Flickering Power to Radio from Main Circuit Breaker

In one of our matches at the LA regional last weekend, my team experienced a drop in comms after hitting the wall a little too hard. The robot did not reconnect until after the match ended (~20 seconds). The FTA who helped us mentioned that both the roboRIO and the radio rebooted, which he guessed was because of a power issue. Interestingly, our human player states he didn’t see anything flicker – including our blinding camera light (hard to miss).

Back in the pits, we stress tested the power, and were only able to replicate the power drop to the radio through flicks to the body of the main circuit breaker (not the red button). This caused only the radio’s power to flicker, nothing else. Even pounding other parts of the robot much harder did nothing, which causes me to doubt it’s a moving loose wire (another FTA also helpfully yanked on some likely connections – nothing). The problem persisted even after replacing the main circuit breaker with a new one from spare parts.

Essentially, I’m wondering if anyone can offer an alternate explanation to the match’s events, and/or a way to fix this problem. Could the FTA have been mistaken about the RIO also power cycling (which would make the breaker the main issue)? What can we do to prevent this?

Thanks for any help you can offer.

Just to clarify, do you have the radio connected to the VRM?

Yes, on 12V 2A

If the radio is lost/reboots during a match, the field monitor that the FTAs use will show both the radio and the roboRIO being disconnected. This does not necessarily indicate that the roboRIO rebooted as well, it may have just been the radio. If it was at the main breaker, there is a good change the roboRIO rebooted as well but without more data it is hard to tell.

As far as your human player not noticing anything flicker, the power drop was likely quick enough that a human would not be able to perceived any lights turning off.

It’s possible that it was just your radio that rebooted. The field logs indicate whether the field can connect to your radio and RIO, both of which will appear to go down even if just your radio goes down. The driver station logs should be more helpful in determining whether your RIO actually rebooted (since they should include the time since the RIO last rebooted when it comes online). Then again, the FTA should know this, so it’s possible that they noticed your RIO status lights change on the field, or something else.

For the human player thing – that’s definitely possible. Thinking back to our tests in the pits, I’m not sure I actually saw the radio lights flicker – only that several of them were lost and took some time to come back (comms i believe?) – the actual power light may have been too fast to see. I may be able to try the test again tomorrow and report back.

Are the driver station logs saved for an extended time? Since this was over the weekend (I believe Saturday), everything that could have been restarted likely has been. If they are more permanent, I can attempt to retrieve them tomorrow at our meeting. Our electronics plate is in our withholding allowance.
Figuring out when this occurred could be a bit difficult – posted match schedules were quite different from the real time, and our robot got rebooted quite frequently. Then again, I would probably notice about 10-20 reboots in fast succession if it occurred while we tested the problem.

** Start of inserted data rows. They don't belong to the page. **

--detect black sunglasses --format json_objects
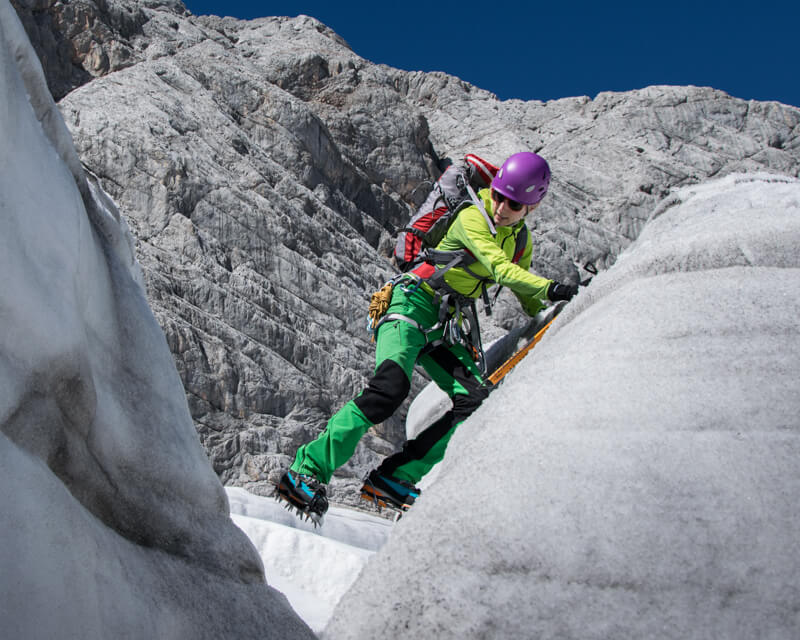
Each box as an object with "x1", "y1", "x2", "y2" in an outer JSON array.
[{"x1": 494, "y1": 191, "x2": 525, "y2": 211}]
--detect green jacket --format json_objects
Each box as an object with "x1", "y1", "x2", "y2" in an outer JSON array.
[{"x1": 428, "y1": 189, "x2": 553, "y2": 316}]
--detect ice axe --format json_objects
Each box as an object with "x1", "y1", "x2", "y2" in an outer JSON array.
[{"x1": 489, "y1": 262, "x2": 597, "y2": 386}]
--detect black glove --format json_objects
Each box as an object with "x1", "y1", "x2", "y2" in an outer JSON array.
[{"x1": 547, "y1": 282, "x2": 578, "y2": 302}]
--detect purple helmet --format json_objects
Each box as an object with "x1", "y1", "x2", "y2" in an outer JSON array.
[{"x1": 492, "y1": 151, "x2": 550, "y2": 204}]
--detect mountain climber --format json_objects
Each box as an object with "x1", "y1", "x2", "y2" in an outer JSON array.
[{"x1": 277, "y1": 152, "x2": 578, "y2": 522}]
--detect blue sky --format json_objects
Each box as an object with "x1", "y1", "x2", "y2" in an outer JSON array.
[{"x1": 185, "y1": 0, "x2": 800, "y2": 106}]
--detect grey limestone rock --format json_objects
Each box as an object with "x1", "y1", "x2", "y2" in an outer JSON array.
[
  {"x1": 18, "y1": 0, "x2": 800, "y2": 501},
  {"x1": 0, "y1": 0, "x2": 313, "y2": 639}
]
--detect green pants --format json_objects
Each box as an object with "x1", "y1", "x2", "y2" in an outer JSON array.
[{"x1": 291, "y1": 285, "x2": 488, "y2": 484}]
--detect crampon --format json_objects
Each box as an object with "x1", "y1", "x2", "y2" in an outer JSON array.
[
  {"x1": 275, "y1": 470, "x2": 328, "y2": 528},
  {"x1": 361, "y1": 471, "x2": 421, "y2": 519}
]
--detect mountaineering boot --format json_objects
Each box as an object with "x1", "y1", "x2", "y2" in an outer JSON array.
[
  {"x1": 361, "y1": 470, "x2": 422, "y2": 511},
  {"x1": 276, "y1": 469, "x2": 328, "y2": 527}
]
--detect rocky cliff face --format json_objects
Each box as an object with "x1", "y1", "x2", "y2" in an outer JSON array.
[
  {"x1": 15, "y1": 0, "x2": 800, "y2": 500},
  {"x1": 0, "y1": 0, "x2": 313, "y2": 639}
]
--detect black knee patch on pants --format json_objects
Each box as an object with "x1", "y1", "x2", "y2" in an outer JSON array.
[{"x1": 353, "y1": 360, "x2": 411, "y2": 424}]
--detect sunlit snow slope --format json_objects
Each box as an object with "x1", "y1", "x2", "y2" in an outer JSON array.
[{"x1": 324, "y1": 175, "x2": 800, "y2": 639}]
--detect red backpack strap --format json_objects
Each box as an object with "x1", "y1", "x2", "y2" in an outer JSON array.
[{"x1": 464, "y1": 153, "x2": 500, "y2": 187}]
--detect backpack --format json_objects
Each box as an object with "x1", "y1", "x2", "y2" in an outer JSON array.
[{"x1": 394, "y1": 153, "x2": 499, "y2": 271}]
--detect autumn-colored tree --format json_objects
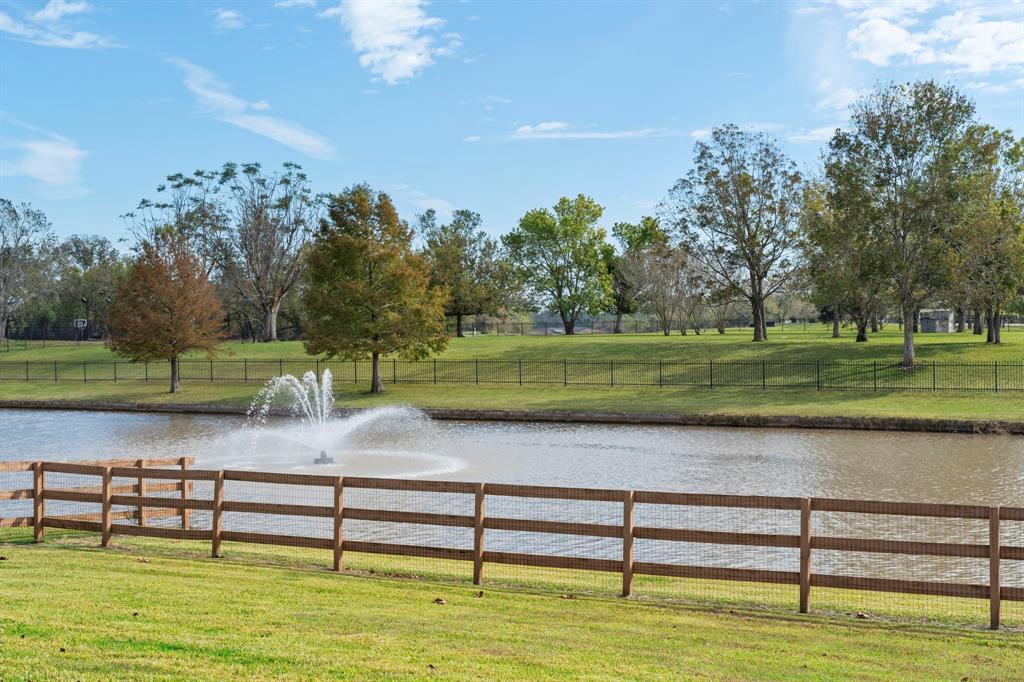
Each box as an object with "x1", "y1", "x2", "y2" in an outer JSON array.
[
  {"x1": 106, "y1": 235, "x2": 224, "y2": 393},
  {"x1": 303, "y1": 184, "x2": 447, "y2": 393}
]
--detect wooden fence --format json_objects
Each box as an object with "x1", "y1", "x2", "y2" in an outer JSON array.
[{"x1": 0, "y1": 458, "x2": 1024, "y2": 629}]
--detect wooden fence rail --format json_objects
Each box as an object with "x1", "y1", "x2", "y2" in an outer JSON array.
[{"x1": 0, "y1": 458, "x2": 1024, "y2": 629}]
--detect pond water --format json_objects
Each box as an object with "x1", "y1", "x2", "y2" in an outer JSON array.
[{"x1": 0, "y1": 408, "x2": 1024, "y2": 505}]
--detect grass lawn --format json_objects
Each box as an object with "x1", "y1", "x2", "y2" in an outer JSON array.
[
  {"x1": 0, "y1": 326, "x2": 1024, "y2": 421},
  {"x1": 0, "y1": 532, "x2": 1024, "y2": 681}
]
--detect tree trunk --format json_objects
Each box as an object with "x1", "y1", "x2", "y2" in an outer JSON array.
[
  {"x1": 751, "y1": 298, "x2": 765, "y2": 341},
  {"x1": 263, "y1": 301, "x2": 281, "y2": 341},
  {"x1": 903, "y1": 304, "x2": 918, "y2": 369},
  {"x1": 171, "y1": 355, "x2": 181, "y2": 393},
  {"x1": 370, "y1": 353, "x2": 384, "y2": 393},
  {"x1": 857, "y1": 317, "x2": 867, "y2": 343}
]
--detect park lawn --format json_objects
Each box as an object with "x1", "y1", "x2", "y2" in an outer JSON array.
[
  {"x1": 0, "y1": 381, "x2": 1024, "y2": 421},
  {"x1": 0, "y1": 325, "x2": 1024, "y2": 363},
  {"x1": 0, "y1": 537, "x2": 1024, "y2": 681}
]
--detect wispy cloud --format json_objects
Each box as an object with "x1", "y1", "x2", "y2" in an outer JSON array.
[
  {"x1": 508, "y1": 121, "x2": 669, "y2": 139},
  {"x1": 321, "y1": 0, "x2": 462, "y2": 85},
  {"x1": 213, "y1": 7, "x2": 246, "y2": 33},
  {"x1": 786, "y1": 124, "x2": 842, "y2": 144},
  {"x1": 0, "y1": 112, "x2": 88, "y2": 199},
  {"x1": 169, "y1": 59, "x2": 334, "y2": 159},
  {"x1": 0, "y1": 0, "x2": 119, "y2": 49}
]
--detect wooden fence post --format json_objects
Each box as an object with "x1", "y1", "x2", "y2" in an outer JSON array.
[
  {"x1": 178, "y1": 457, "x2": 191, "y2": 530},
  {"x1": 32, "y1": 462, "x2": 46, "y2": 543},
  {"x1": 100, "y1": 467, "x2": 112, "y2": 547},
  {"x1": 800, "y1": 498, "x2": 811, "y2": 613},
  {"x1": 334, "y1": 476, "x2": 345, "y2": 572},
  {"x1": 135, "y1": 460, "x2": 145, "y2": 527},
  {"x1": 623, "y1": 491, "x2": 636, "y2": 597},
  {"x1": 988, "y1": 507, "x2": 1001, "y2": 630},
  {"x1": 473, "y1": 483, "x2": 484, "y2": 585},
  {"x1": 210, "y1": 471, "x2": 224, "y2": 559}
]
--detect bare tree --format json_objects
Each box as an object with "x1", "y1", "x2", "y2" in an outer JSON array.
[
  {"x1": 663, "y1": 125, "x2": 802, "y2": 341},
  {"x1": 0, "y1": 198, "x2": 53, "y2": 339}
]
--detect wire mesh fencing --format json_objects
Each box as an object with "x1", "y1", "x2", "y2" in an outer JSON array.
[
  {"x1": 0, "y1": 458, "x2": 1024, "y2": 629},
  {"x1": 0, "y1": 357, "x2": 1024, "y2": 391}
]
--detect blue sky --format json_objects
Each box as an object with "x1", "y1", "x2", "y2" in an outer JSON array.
[{"x1": 0, "y1": 0, "x2": 1024, "y2": 239}]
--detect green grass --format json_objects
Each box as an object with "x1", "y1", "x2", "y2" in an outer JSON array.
[
  {"x1": 0, "y1": 325, "x2": 1024, "y2": 363},
  {"x1": 0, "y1": 534, "x2": 1024, "y2": 681},
  {"x1": 0, "y1": 326, "x2": 1024, "y2": 421}
]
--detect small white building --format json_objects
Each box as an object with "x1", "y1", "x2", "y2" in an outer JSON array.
[{"x1": 921, "y1": 310, "x2": 956, "y2": 334}]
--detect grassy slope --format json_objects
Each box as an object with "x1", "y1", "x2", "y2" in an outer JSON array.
[
  {"x1": 0, "y1": 326, "x2": 1024, "y2": 363},
  {"x1": 0, "y1": 327, "x2": 1024, "y2": 420},
  {"x1": 0, "y1": 538, "x2": 1024, "y2": 680}
]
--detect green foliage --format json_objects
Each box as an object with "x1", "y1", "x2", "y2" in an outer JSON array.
[
  {"x1": 303, "y1": 184, "x2": 447, "y2": 385},
  {"x1": 419, "y1": 209, "x2": 515, "y2": 333},
  {"x1": 502, "y1": 195, "x2": 612, "y2": 334}
]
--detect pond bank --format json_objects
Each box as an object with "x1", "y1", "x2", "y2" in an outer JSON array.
[{"x1": 0, "y1": 400, "x2": 1024, "y2": 435}]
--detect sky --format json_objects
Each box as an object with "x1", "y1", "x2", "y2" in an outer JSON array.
[{"x1": 0, "y1": 0, "x2": 1024, "y2": 241}]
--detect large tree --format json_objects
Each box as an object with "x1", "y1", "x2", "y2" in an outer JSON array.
[
  {"x1": 127, "y1": 163, "x2": 322, "y2": 341},
  {"x1": 951, "y1": 126, "x2": 1024, "y2": 343},
  {"x1": 418, "y1": 209, "x2": 513, "y2": 337},
  {"x1": 0, "y1": 198, "x2": 53, "y2": 339},
  {"x1": 665, "y1": 125, "x2": 802, "y2": 341},
  {"x1": 303, "y1": 184, "x2": 447, "y2": 393},
  {"x1": 826, "y1": 81, "x2": 974, "y2": 368},
  {"x1": 502, "y1": 195, "x2": 611, "y2": 334},
  {"x1": 604, "y1": 215, "x2": 669, "y2": 334},
  {"x1": 106, "y1": 235, "x2": 224, "y2": 393}
]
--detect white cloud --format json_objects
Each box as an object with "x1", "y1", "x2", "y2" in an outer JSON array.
[
  {"x1": 840, "y1": 0, "x2": 1024, "y2": 74},
  {"x1": 786, "y1": 124, "x2": 842, "y2": 144},
  {"x1": 0, "y1": 0, "x2": 118, "y2": 49},
  {"x1": 509, "y1": 121, "x2": 668, "y2": 139},
  {"x1": 169, "y1": 59, "x2": 334, "y2": 159},
  {"x1": 32, "y1": 0, "x2": 92, "y2": 24},
  {"x1": 0, "y1": 112, "x2": 88, "y2": 193},
  {"x1": 213, "y1": 7, "x2": 246, "y2": 32},
  {"x1": 321, "y1": 0, "x2": 462, "y2": 85}
]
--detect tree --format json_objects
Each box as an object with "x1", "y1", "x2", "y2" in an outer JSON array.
[
  {"x1": 826, "y1": 81, "x2": 974, "y2": 368},
  {"x1": 604, "y1": 215, "x2": 669, "y2": 334},
  {"x1": 106, "y1": 231, "x2": 224, "y2": 393},
  {"x1": 665, "y1": 124, "x2": 802, "y2": 341},
  {"x1": 303, "y1": 184, "x2": 449, "y2": 393},
  {"x1": 126, "y1": 163, "x2": 322, "y2": 341},
  {"x1": 502, "y1": 195, "x2": 611, "y2": 334},
  {"x1": 0, "y1": 198, "x2": 53, "y2": 339},
  {"x1": 952, "y1": 126, "x2": 1024, "y2": 343},
  {"x1": 801, "y1": 179, "x2": 886, "y2": 343},
  {"x1": 419, "y1": 209, "x2": 513, "y2": 337}
]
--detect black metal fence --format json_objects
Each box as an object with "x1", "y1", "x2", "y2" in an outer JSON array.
[{"x1": 0, "y1": 358, "x2": 1024, "y2": 391}]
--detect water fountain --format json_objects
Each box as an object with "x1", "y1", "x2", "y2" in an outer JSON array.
[{"x1": 241, "y1": 370, "x2": 465, "y2": 476}]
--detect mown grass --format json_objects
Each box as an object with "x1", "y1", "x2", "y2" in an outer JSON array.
[
  {"x1": 0, "y1": 534, "x2": 1024, "y2": 680},
  {"x1": 6, "y1": 325, "x2": 1024, "y2": 363},
  {"x1": 0, "y1": 381, "x2": 1024, "y2": 421}
]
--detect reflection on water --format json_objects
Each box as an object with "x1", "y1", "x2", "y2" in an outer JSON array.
[
  {"x1": 0, "y1": 408, "x2": 1024, "y2": 505},
  {"x1": 0, "y1": 408, "x2": 1024, "y2": 586}
]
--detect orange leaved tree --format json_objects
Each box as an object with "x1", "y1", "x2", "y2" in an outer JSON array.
[{"x1": 106, "y1": 236, "x2": 224, "y2": 393}]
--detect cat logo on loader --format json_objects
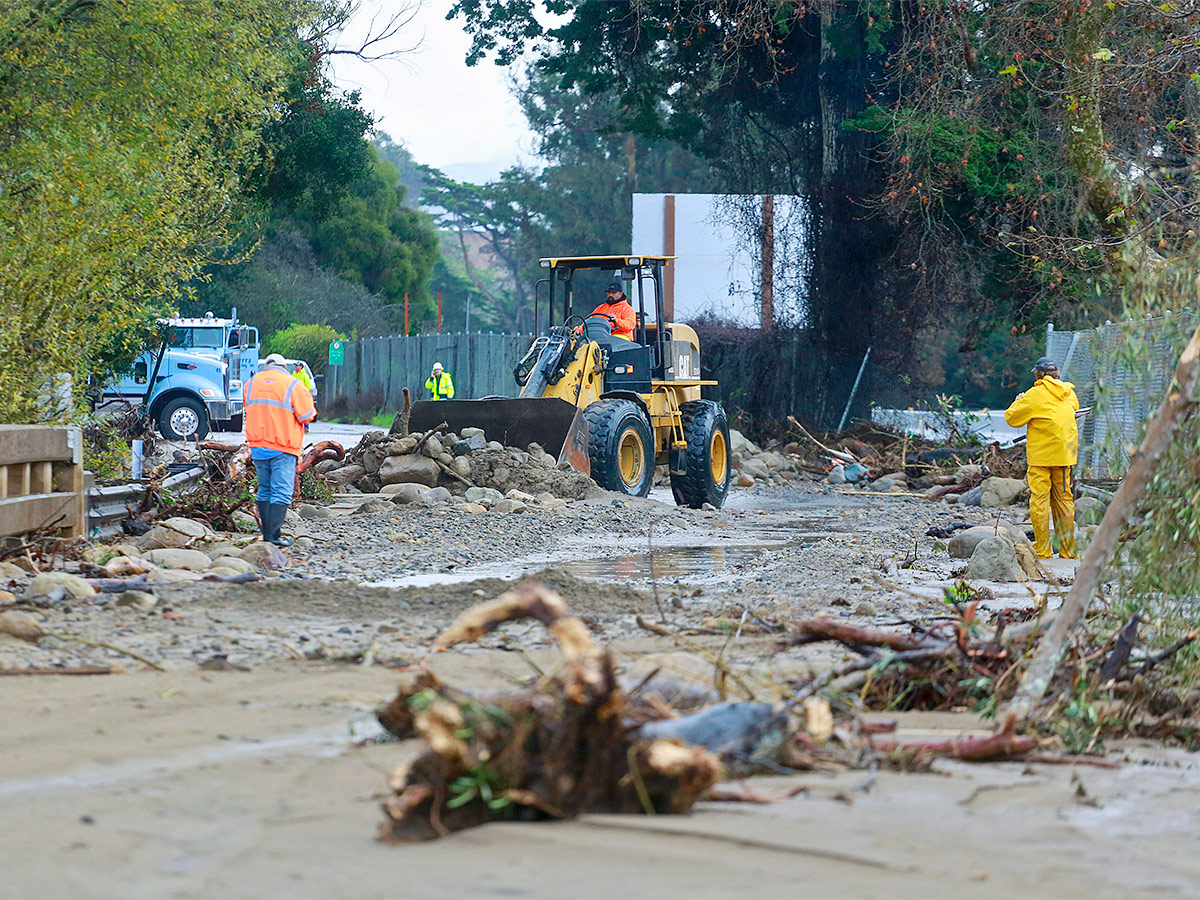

Driver Station logs are saved forever.
If you haven’t cleaned them out yourself, then you can still see the very first time you ever connected this laptop Driver Station to the robot.

You should really clean the logs out (in Public Documents/FRC/Log Files) at least once a year to keep the clutter down.

What you describe is a typical loose fuse on the end of the PDP. Make sure they are fully seated. It takes a lot to push them in. It would help if you had a picture of the main breaker mounting. It is possible that your frame is somehow contacting the back of the breaker in some way that is giving a frame fault. Anytime both the radio and Rio reboot, you will be down for at least 20-30 seconds, the RSL will go off at the beginning and then come on full until reboot and field connect occur. At that time the RSL will start to flash and you will have full control.

Our team had a similar problem at CHS Greater DC - it turned out to be the connection from the battery to the main breaker and the connection from the battery wires to the battery poles. When we tightened these, the issues disappeared.